- Episode no.: Season 1 Episode 11
- Directed by: Bruce W. Smith
- Written by: Wayne Stamps
- Production code: 119
- Original air date: December 7, 2001

Guest appearances
- Vivica A. Fox as Margaret; Samuel L. Jackson as Joseph; Raven-Symoné as Stephanie; Pat Crawford Brown as Agnus;

Episode chronology
| ← Previous "Don't Leave Home Without It" | Next → "Makeover" |

= Seven Days of Kwanzaa =

"Seven Days of Kwanzaa" is the eleventh episode of the first season of the American animated sitcom The Proud Family. The episode was originally broadcast on the cable network Disney Channel on December 7, 2001. Written by Wayne Stamps and directed by Bruce W. Smith, "Seven Days of Kwanzaa" follows the Proud family being taught an important lesson about the true meaning of Christmas and Kwanzaa by a homeless family.

== Plot ==
As the Proud family goes Christmas shopping, they meet a homeless family.
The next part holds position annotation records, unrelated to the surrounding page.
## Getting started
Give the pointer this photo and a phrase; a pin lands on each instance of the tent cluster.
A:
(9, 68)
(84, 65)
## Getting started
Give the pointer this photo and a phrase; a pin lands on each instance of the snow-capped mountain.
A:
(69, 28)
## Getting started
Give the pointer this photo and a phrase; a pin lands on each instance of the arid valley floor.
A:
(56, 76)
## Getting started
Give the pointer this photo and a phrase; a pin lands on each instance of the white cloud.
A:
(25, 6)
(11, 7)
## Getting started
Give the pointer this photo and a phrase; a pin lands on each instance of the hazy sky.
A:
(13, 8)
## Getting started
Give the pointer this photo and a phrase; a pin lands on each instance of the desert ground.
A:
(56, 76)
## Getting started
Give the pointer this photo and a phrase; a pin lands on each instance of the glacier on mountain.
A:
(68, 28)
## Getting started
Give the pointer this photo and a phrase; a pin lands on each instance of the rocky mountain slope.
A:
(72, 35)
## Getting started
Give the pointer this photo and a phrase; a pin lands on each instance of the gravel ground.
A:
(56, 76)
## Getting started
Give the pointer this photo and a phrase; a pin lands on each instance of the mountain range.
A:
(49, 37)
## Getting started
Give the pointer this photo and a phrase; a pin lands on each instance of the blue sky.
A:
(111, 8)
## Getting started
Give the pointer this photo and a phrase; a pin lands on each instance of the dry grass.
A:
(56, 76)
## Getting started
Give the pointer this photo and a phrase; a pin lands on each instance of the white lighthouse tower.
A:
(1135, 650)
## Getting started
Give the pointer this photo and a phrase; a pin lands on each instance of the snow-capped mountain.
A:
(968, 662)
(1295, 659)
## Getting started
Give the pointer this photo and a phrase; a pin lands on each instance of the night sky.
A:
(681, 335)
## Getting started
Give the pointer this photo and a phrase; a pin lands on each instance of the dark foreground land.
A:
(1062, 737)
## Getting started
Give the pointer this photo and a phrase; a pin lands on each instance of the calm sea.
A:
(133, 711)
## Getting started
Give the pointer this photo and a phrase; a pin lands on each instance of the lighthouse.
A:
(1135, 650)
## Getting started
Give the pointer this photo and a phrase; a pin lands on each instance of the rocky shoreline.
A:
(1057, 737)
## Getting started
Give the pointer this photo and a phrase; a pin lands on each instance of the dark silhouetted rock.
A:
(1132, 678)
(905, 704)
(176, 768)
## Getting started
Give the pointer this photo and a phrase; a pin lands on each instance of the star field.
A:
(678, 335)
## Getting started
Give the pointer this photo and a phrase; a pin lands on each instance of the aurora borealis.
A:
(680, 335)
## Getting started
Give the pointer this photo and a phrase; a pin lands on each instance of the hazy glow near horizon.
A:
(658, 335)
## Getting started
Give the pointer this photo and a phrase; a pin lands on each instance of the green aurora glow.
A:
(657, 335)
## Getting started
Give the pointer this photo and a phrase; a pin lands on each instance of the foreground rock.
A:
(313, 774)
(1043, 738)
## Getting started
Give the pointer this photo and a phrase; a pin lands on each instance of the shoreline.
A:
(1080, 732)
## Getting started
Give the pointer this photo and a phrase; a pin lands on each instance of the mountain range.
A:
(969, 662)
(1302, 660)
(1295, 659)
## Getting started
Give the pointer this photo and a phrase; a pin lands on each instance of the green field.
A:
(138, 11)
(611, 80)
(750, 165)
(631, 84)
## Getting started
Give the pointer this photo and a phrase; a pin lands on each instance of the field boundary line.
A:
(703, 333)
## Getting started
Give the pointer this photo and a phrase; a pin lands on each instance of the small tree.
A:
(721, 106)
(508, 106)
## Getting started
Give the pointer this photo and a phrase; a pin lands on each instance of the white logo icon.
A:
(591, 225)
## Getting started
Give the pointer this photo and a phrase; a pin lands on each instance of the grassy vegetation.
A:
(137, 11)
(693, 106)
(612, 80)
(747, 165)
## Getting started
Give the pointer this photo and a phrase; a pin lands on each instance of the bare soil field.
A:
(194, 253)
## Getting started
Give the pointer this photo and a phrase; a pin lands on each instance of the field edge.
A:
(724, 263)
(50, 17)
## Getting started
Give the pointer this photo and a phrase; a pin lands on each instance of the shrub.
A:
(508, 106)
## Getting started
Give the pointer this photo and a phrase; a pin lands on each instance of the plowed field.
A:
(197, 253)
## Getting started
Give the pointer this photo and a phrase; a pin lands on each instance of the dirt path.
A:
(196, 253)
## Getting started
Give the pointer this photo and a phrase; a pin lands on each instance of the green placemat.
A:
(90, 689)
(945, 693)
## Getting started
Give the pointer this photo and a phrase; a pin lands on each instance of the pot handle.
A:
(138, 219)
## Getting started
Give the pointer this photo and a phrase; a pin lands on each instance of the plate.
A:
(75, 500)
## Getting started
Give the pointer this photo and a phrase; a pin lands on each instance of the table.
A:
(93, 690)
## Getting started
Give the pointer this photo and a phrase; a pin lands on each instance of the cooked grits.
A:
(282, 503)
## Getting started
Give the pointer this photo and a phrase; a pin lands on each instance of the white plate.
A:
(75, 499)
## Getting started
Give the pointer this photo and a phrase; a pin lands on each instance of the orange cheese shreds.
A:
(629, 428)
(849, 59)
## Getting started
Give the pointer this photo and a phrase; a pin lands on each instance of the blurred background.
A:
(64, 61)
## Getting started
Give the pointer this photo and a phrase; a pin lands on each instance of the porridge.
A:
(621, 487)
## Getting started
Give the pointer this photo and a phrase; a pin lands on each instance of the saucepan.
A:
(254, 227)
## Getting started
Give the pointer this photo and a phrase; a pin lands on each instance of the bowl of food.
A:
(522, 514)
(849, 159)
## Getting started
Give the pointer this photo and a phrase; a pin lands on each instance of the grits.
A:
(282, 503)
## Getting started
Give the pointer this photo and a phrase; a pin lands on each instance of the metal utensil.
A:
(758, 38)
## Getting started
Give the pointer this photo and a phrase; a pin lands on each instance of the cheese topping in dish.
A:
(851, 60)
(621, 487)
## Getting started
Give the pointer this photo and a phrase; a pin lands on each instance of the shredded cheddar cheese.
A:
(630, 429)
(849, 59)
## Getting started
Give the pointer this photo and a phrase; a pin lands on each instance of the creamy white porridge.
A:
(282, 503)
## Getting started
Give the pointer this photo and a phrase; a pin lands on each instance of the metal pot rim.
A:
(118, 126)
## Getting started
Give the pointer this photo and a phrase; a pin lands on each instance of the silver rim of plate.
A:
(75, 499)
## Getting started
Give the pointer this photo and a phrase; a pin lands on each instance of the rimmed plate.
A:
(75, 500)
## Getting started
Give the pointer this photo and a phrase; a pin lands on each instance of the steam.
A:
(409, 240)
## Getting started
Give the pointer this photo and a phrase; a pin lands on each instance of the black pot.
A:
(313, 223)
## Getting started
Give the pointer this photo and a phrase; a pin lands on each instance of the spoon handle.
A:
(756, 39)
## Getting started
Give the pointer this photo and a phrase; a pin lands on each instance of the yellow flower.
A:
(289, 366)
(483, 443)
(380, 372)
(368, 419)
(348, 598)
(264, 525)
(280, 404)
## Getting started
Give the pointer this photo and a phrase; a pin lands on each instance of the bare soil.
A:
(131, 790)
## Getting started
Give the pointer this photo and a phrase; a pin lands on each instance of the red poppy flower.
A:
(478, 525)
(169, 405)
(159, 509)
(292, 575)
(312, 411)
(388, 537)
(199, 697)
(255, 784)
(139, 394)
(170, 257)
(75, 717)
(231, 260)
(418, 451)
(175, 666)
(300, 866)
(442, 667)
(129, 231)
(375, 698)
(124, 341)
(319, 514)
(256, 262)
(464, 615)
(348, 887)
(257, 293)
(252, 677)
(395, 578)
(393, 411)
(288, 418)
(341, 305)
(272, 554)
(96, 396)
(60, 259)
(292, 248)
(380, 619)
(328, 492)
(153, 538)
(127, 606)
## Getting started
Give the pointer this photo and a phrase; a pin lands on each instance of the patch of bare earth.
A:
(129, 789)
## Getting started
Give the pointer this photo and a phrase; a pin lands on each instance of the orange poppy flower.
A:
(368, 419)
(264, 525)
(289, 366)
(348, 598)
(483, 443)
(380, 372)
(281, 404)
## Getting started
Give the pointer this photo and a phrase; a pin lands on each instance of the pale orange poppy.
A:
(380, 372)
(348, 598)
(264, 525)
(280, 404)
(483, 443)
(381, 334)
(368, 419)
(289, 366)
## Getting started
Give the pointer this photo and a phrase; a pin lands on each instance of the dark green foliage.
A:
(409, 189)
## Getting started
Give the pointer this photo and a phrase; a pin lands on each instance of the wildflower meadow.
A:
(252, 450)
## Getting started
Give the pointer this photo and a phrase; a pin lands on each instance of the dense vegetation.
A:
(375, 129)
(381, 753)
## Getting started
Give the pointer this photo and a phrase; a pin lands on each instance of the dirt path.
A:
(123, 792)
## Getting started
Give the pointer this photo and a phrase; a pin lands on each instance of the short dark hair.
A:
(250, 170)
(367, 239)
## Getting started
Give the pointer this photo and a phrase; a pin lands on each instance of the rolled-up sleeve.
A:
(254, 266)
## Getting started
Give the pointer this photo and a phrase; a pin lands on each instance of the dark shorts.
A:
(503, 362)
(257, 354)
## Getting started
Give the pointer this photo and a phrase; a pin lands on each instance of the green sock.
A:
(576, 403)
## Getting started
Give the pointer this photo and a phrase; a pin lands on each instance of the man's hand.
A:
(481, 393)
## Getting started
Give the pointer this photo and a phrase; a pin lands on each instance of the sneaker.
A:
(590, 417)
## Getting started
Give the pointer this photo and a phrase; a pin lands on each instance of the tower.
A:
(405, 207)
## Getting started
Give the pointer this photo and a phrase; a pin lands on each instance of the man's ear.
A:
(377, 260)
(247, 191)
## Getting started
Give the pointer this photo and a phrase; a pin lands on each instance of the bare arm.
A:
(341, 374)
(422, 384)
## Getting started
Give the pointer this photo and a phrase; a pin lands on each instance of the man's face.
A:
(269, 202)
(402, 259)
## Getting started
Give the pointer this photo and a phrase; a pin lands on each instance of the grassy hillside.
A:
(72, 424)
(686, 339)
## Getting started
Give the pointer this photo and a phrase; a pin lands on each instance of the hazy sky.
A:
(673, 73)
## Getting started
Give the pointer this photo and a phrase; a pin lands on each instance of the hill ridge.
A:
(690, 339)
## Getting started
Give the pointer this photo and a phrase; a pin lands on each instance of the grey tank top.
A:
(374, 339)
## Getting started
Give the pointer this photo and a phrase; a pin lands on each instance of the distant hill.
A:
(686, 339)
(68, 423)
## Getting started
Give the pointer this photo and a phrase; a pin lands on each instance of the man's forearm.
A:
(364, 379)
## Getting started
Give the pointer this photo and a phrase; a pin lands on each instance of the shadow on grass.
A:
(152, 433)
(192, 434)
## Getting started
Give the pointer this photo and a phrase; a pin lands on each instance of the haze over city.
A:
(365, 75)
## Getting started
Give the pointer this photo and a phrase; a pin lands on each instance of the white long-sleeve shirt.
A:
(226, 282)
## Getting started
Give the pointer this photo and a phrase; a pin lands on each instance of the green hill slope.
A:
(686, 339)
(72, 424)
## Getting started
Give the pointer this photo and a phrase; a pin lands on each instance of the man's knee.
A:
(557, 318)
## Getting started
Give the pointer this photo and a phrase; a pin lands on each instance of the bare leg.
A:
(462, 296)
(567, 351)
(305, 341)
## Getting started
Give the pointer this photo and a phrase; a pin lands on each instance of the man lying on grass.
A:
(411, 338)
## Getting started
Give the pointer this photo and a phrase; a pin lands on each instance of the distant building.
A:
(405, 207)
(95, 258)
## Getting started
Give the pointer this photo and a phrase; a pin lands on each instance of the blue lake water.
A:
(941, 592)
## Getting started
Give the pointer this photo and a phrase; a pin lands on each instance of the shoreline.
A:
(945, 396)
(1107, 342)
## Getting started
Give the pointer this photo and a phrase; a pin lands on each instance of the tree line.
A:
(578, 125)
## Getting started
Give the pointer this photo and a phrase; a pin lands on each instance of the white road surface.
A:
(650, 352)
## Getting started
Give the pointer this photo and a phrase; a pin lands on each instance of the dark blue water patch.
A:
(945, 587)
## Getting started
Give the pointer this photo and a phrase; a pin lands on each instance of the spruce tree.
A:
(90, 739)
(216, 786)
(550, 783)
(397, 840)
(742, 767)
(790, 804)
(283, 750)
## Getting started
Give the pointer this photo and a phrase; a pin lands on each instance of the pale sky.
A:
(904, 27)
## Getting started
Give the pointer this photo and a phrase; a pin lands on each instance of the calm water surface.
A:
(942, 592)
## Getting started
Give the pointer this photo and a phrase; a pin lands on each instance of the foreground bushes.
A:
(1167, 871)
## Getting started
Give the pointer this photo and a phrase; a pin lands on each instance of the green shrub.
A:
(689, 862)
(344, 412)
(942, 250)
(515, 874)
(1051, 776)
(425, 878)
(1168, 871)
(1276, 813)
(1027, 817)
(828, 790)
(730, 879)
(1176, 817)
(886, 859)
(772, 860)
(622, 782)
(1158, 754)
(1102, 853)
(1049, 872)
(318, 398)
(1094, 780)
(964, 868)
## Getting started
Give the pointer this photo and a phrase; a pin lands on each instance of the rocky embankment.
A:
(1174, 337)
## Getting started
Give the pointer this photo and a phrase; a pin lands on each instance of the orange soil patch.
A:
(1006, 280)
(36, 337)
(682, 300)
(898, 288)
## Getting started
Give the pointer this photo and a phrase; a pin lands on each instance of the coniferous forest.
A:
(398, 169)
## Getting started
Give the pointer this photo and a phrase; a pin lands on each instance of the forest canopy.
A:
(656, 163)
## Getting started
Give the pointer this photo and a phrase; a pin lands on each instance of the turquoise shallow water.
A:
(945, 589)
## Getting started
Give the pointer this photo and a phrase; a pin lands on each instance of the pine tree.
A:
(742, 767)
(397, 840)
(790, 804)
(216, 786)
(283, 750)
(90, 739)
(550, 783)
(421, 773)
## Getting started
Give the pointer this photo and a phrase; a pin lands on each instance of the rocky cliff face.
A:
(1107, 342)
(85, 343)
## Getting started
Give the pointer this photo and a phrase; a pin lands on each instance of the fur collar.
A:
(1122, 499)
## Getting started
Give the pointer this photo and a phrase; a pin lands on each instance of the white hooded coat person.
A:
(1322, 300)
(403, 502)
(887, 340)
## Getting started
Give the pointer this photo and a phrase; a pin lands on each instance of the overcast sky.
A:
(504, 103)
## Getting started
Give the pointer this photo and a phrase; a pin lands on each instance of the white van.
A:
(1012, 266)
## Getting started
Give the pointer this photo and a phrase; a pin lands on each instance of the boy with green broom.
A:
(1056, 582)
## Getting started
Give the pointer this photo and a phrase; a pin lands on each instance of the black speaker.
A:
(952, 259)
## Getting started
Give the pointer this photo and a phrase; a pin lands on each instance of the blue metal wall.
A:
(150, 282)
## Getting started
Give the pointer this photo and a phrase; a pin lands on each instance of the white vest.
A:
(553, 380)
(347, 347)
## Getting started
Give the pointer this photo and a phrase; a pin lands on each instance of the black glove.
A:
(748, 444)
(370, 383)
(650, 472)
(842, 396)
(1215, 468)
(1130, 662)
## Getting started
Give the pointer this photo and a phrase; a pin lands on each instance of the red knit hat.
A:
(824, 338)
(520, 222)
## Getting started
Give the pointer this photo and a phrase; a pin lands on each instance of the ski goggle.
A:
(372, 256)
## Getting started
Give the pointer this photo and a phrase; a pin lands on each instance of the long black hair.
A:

Oscar does not do anything to help them, but Trudy tells Oscar to find the family and give them some money. When Penny and Oscar find them, Penny ask them if they want to have a Christmas dinner with them, to which they accept, Oscar not being so happy. On Christmas, they arrive seven hours early and presents the Prouds with a fruit cake. No one thinks much of it, so they give it to Bobby, and he throws it out the window. When Penny gives them their presents, they do not seem to like them. Trudy, feeling a bit concerned, asks them. They say that they celebrate Kwanzaa. As the Prouds were unknowing of the holiday, the family tells the Prouds all about it and celebrate it with them.

== Voice cast ==

- Kyla Pratt as Penny Proud
- Tommy Davidson as Oscar Proud
- Paula Jai Parker as Trudy Proud
- Jo Marie Payton as Suga Mama
- Tara Strong as:
  - BeBe Proud
  - CeCe Proud
  - Puff
- Karen Malina White as Dijonay Jones
- Soleil Moon Frye as Zoey Howzer
- Orlando Brown as Sticky Webb
- Cedric the Entertainer as Bobby Proud

=== Guest stars ===

- Vivica A. Fox as Margaret
- Samuel L. Jackson as Joseph
- Raven-Symoné as Stephanie
- Pat Crawford Brown as Angus

== Reception ==
"Seven Days of Kwanzaa" has received a generally positive reception, often seen as a holiday classic. Blavity's Trey Mangum states that this episode is a must-watch for various reasons, such as it teaching the viewer about Kwanzaa. Screen Rant's Jordan Payeur states that this episode proves the show's educational value. Variety cited the episode as one of "The 35 Best Christmas, Hanukkah and Kwanzaa TV Episodes of All Time". Collider cited it as one of "The 13 Best Episodes of The Proud Family". BuzzFeed lists it as one of the "10 Christmas Episodes From Black Sitcoms To Put You In The Holiday Spirit".